Banda Aceh — Ratusan warga dari berbagai kalangan berkumpul di Taman Putroe Phang, Jumat (30/5/2025) sore, untuk menyampaikan aspirasi secara langsung kepada Pemerintah Kota Banda Aceh melalui kegiatan bertajuk Forum Suara Warga.
Dalam forum yang digelar di ruang terbuka tersebut, hadir Wali Kota Banda Aceh Illiza Sa’aduddin Djamal, Wakil Wali Kota Afdhal Khalilullah, serta Wakil Ketua DPRK Musriadi Aswad. Sejumlah pejabat Pemko Banda Aceh juga terlihat mengikuti kegiatan, di antaranya Pj Sekdako Jalaluddin dan para kepala organisasi perangkat daerah (OPD).
Perwakilan Koalisi Keberagaman Kota Banda Aceh, Destika Gilang Sari, menyebut forum ini merupakan inisiatif bersama dengan Illiza dan Afdhal. Menurutnya, kegiatan tersebut menjadi wadah agar masyarakat dapat bertemu langsung dengan pemimpin kota untuk menyuarakan aspirasi dan berbagi masukan.

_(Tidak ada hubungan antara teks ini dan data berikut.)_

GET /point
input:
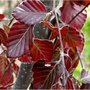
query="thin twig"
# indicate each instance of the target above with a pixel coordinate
(80, 60)
(10, 21)
(61, 44)
(77, 14)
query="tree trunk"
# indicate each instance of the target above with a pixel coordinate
(24, 78)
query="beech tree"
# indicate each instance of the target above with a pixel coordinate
(48, 41)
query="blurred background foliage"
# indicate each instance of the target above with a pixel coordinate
(6, 7)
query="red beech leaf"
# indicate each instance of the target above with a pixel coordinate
(52, 28)
(69, 84)
(42, 50)
(68, 62)
(6, 29)
(85, 76)
(40, 73)
(85, 86)
(3, 37)
(45, 75)
(72, 60)
(15, 68)
(82, 2)
(6, 74)
(20, 39)
(72, 9)
(2, 16)
(30, 11)
(72, 38)
(25, 58)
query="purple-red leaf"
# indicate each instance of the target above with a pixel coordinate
(30, 11)
(2, 16)
(20, 39)
(69, 10)
(6, 74)
(72, 38)
(3, 37)
(42, 50)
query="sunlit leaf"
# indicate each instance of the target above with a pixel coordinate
(30, 11)
(69, 10)
(2, 16)
(3, 37)
(42, 50)
(6, 76)
(72, 38)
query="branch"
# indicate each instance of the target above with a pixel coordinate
(77, 14)
(24, 77)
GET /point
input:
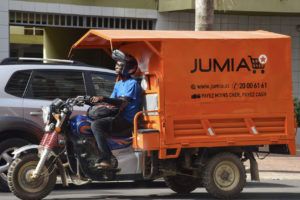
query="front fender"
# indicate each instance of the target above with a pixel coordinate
(18, 151)
(60, 166)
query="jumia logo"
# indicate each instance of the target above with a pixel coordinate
(230, 65)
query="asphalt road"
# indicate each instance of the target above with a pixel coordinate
(264, 190)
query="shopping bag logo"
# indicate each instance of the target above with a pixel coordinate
(258, 64)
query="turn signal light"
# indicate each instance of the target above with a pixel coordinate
(57, 129)
(56, 116)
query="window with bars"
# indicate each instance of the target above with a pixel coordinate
(79, 21)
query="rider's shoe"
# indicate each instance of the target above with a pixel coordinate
(104, 164)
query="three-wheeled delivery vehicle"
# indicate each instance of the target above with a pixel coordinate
(210, 101)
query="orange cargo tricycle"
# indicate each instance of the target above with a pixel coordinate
(211, 100)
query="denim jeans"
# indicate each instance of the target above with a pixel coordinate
(108, 126)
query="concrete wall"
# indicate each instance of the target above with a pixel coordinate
(236, 6)
(4, 30)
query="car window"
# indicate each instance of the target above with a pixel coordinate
(17, 83)
(103, 84)
(57, 84)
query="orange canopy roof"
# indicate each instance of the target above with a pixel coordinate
(105, 38)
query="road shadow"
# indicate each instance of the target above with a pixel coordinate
(267, 185)
(193, 196)
(115, 185)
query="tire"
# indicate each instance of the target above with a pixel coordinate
(21, 186)
(6, 157)
(182, 184)
(224, 176)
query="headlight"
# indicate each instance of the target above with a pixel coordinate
(46, 113)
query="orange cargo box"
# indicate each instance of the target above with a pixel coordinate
(208, 89)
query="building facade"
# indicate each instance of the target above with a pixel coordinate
(48, 27)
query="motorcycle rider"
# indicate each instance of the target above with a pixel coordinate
(126, 94)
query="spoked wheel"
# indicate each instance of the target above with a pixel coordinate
(224, 176)
(21, 182)
(6, 157)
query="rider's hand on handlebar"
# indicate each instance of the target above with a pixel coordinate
(96, 99)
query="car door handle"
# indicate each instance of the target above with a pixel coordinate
(36, 113)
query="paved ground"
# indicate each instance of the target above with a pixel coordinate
(279, 167)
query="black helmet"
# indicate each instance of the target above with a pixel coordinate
(130, 63)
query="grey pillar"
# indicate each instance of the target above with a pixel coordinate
(4, 29)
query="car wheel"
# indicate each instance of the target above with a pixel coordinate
(224, 176)
(6, 158)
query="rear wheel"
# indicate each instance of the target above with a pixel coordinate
(6, 157)
(224, 176)
(182, 184)
(22, 184)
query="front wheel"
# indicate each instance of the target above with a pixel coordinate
(22, 184)
(224, 176)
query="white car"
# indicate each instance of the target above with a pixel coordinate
(27, 84)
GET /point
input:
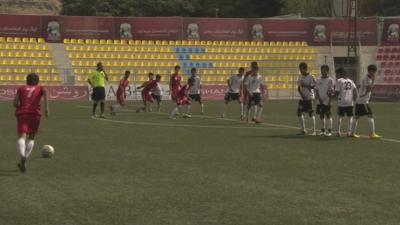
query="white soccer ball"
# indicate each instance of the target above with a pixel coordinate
(47, 151)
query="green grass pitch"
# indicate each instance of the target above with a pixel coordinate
(143, 169)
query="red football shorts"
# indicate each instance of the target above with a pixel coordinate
(147, 97)
(28, 124)
(183, 101)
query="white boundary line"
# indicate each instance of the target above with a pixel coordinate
(277, 126)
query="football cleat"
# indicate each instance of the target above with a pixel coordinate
(353, 135)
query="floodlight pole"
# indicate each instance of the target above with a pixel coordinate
(352, 14)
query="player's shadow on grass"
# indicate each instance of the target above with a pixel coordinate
(9, 172)
(296, 137)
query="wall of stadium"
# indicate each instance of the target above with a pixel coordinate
(313, 31)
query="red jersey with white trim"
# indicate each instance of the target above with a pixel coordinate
(176, 82)
(150, 86)
(29, 97)
(123, 84)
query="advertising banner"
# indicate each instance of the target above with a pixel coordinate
(20, 26)
(149, 28)
(60, 93)
(214, 29)
(389, 93)
(391, 32)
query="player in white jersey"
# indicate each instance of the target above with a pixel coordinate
(234, 84)
(362, 103)
(324, 92)
(256, 92)
(346, 91)
(195, 90)
(157, 93)
(306, 84)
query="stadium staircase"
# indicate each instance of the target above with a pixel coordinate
(20, 56)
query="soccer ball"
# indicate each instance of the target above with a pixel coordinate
(47, 151)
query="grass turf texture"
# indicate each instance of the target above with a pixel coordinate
(209, 171)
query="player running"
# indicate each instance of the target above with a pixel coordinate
(182, 99)
(256, 92)
(195, 90)
(243, 91)
(28, 113)
(121, 93)
(97, 81)
(362, 103)
(157, 93)
(346, 91)
(324, 91)
(234, 83)
(146, 96)
(175, 83)
(306, 84)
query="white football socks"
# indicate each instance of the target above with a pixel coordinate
(29, 147)
(330, 123)
(174, 111)
(339, 124)
(259, 113)
(255, 112)
(302, 123)
(21, 146)
(313, 123)
(349, 128)
(323, 122)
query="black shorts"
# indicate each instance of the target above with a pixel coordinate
(305, 106)
(232, 97)
(195, 97)
(99, 94)
(254, 99)
(323, 109)
(346, 110)
(363, 110)
(158, 98)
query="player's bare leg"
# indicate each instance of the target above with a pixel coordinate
(21, 147)
(339, 126)
(95, 103)
(202, 107)
(313, 127)
(302, 123)
(102, 109)
(259, 114)
(329, 125)
(241, 110)
(224, 109)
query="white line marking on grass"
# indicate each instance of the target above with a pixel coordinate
(182, 125)
(277, 126)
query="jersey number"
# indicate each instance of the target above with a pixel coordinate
(30, 91)
(347, 86)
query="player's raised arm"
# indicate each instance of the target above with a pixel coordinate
(46, 103)
(17, 100)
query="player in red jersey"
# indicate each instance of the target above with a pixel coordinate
(121, 93)
(146, 94)
(28, 113)
(244, 92)
(182, 99)
(175, 83)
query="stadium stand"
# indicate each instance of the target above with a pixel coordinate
(216, 60)
(19, 56)
(388, 58)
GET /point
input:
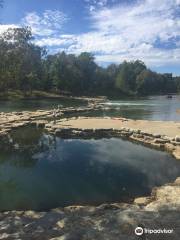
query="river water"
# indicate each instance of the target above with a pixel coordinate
(150, 108)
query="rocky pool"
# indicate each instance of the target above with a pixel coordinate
(42, 172)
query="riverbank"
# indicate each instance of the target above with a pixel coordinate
(116, 221)
(108, 221)
(20, 95)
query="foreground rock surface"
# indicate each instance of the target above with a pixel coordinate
(108, 221)
(105, 222)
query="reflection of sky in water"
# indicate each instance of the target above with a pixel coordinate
(153, 108)
(150, 108)
(81, 172)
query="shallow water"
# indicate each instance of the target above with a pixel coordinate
(45, 104)
(45, 172)
(150, 108)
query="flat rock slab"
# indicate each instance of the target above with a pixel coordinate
(168, 128)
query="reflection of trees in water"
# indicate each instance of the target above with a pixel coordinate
(23, 143)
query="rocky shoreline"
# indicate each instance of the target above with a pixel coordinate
(116, 221)
(107, 221)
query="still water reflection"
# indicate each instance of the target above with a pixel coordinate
(45, 172)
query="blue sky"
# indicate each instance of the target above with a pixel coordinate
(114, 30)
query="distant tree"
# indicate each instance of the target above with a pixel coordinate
(20, 59)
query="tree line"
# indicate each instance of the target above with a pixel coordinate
(25, 66)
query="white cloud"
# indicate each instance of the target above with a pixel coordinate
(128, 32)
(136, 31)
(4, 27)
(46, 24)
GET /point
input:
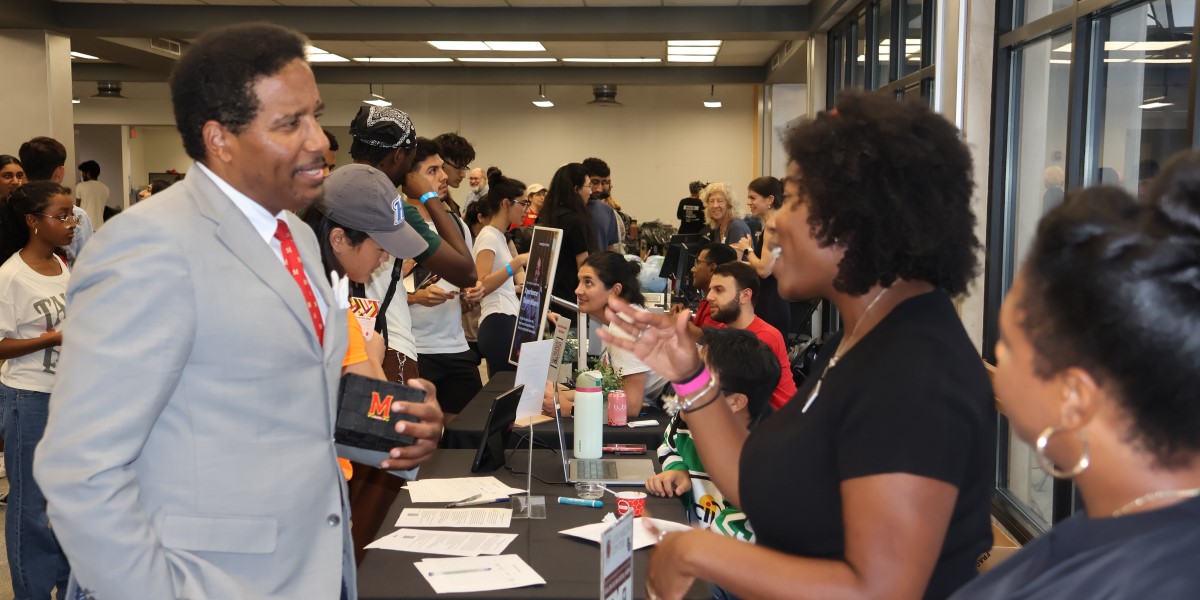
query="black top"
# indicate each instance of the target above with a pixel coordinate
(690, 215)
(1143, 556)
(575, 241)
(911, 396)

Ia menyampaikan keyakinannya bahwa kolaborasi antara pemerintah dan masyarakat dapat membantu menyelesaikan persoalan kota, termasuk terkait pelayanan publik, pendidikan, kesehatan, dan isu lainnya.

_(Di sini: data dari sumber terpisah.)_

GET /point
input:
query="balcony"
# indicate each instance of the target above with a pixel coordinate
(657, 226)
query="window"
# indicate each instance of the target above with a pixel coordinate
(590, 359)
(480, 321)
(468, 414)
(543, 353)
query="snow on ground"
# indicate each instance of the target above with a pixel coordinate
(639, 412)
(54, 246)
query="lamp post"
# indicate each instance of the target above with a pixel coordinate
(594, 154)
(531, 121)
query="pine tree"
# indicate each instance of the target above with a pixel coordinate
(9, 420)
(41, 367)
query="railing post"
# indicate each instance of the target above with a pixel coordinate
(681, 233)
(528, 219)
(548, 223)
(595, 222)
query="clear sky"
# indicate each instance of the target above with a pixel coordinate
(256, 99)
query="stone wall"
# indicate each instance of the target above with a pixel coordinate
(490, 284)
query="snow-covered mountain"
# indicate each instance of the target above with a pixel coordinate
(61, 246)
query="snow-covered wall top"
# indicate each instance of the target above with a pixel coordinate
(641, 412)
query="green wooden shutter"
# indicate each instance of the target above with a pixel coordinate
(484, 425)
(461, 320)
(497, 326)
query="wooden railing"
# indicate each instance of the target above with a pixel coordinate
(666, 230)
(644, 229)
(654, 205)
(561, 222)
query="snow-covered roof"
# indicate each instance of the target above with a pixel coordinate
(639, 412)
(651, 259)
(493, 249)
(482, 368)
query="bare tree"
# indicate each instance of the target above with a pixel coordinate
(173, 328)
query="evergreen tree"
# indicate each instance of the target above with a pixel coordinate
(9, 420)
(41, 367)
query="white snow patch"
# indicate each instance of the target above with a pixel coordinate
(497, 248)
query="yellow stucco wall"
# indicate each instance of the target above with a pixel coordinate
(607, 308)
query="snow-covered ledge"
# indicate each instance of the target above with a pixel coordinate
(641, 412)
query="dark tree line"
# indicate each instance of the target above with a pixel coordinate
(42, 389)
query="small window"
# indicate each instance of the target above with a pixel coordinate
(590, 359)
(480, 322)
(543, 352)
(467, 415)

Berada di Taman Putroe Phang, Illiza mengatakan suasana forum mengingatkannya pada periode kepemimpinan sebelumnya ketika lokasi tersebut kerap digunakan untuk kegiatan seni budaya rutin. Namun kali ini, ia menekankan tujuan berbeda: mendengar suara warga.
Illiza berharap Forum Suara Warga dapat digelar secara reguler dengan melibatkan lintas komunitas secara bergilir, agar aspirasi bisa disampaikan secara leluasa di ruang terbuka. Ia juga meminta sekda dan kepala OPD hadir langsung karena, menurutnya, merekalah yang menjalankan tindak lanjut di lapangan, sementara wali kota berada pada tataran kebijakan.

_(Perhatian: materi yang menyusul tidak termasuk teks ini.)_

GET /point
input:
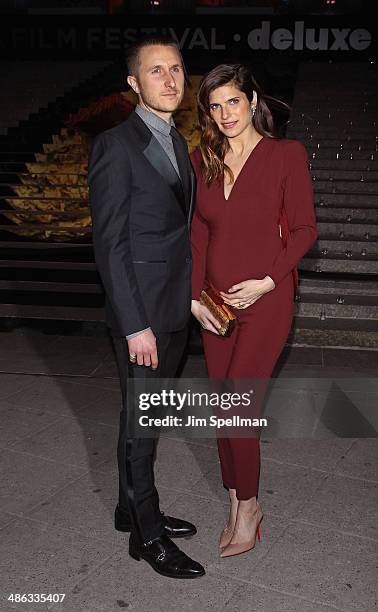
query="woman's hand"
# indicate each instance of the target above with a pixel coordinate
(247, 292)
(204, 317)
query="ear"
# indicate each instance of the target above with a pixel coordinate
(132, 81)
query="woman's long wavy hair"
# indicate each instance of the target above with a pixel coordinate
(214, 145)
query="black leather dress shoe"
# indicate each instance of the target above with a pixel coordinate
(165, 558)
(174, 528)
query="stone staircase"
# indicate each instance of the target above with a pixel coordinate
(334, 116)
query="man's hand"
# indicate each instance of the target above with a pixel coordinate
(143, 350)
(205, 318)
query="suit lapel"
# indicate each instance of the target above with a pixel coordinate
(158, 158)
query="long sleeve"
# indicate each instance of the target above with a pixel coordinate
(109, 198)
(299, 207)
(199, 239)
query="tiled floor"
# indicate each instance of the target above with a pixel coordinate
(59, 404)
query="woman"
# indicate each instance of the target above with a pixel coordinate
(245, 176)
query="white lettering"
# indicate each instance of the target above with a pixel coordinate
(360, 39)
(282, 39)
(198, 40)
(340, 36)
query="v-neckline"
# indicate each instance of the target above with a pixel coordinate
(240, 172)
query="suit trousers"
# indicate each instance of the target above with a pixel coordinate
(138, 495)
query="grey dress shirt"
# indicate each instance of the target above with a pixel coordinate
(161, 130)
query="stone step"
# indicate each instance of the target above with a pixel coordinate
(363, 165)
(339, 264)
(340, 186)
(327, 310)
(336, 247)
(345, 175)
(352, 200)
(337, 214)
(352, 291)
(365, 232)
(42, 191)
(57, 202)
(312, 332)
(333, 153)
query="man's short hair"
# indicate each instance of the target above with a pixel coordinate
(133, 51)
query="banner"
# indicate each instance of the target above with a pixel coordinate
(107, 37)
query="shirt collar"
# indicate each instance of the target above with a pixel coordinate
(154, 121)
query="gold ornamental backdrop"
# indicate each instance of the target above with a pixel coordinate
(51, 203)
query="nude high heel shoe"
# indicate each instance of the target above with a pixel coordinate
(241, 547)
(226, 537)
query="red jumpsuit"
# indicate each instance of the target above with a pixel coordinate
(239, 239)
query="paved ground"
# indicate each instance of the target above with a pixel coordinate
(59, 415)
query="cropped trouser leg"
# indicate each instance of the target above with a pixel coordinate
(251, 352)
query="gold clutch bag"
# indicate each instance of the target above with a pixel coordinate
(213, 302)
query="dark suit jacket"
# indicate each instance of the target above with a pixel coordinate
(141, 215)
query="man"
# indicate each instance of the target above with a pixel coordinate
(141, 198)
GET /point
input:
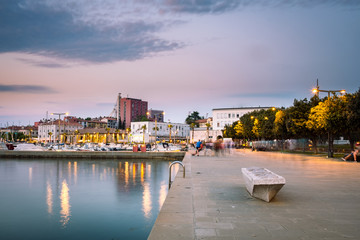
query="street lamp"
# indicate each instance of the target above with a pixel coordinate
(59, 114)
(316, 92)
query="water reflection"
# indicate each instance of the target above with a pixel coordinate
(147, 204)
(49, 198)
(124, 194)
(65, 204)
(30, 175)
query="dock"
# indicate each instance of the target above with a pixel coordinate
(126, 155)
(321, 199)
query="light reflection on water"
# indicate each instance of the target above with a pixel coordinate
(80, 199)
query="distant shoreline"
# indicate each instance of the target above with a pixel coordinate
(85, 155)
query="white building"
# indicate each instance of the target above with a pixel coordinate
(56, 130)
(178, 131)
(226, 116)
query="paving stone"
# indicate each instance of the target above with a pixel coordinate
(319, 201)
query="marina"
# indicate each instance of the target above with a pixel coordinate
(67, 198)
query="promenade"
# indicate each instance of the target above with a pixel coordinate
(320, 200)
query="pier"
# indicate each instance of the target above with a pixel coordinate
(319, 201)
(175, 156)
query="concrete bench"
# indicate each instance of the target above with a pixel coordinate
(262, 183)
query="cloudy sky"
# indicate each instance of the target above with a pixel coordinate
(179, 55)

Dalam kesempatan itu, Illiza menyampaikan bahwa visi “Kota Kolaborasi” yang diusung pemerintahannya mendapat sambutan dari berbagai pihak. Ia juga menyinggung penyelesaian utang pemerintah tahun anggaran 2024.
Menurut Illiza, dalam 100 hari pertama pemerintahannya fokus menyelesaikan utang agar tidak menjadi beban berkelanjutan. Ia menyebut dari total utang lebih dari Rp 39 miliar, tersisa Rp 600 juta.
Illiza turut menyoroti isu pungutan di luar ketentuan dalam proses Seleksi Penerimaan Murid Baru (SPMB) tahun ini. Ia mengatakan pihaknya telah mengeluarkan instruksi agar sekolah menghentikan pungutan, merujuk pada keputusan Mahkamah Konstitusi terkait penggratisan biaya sekolah. Namun, ia juga mengakui adanya keberatan dari sejumlah komite sekolah yang menilai kontribusi wali murid dapat mendukung kemajuan siswa dan sekolah.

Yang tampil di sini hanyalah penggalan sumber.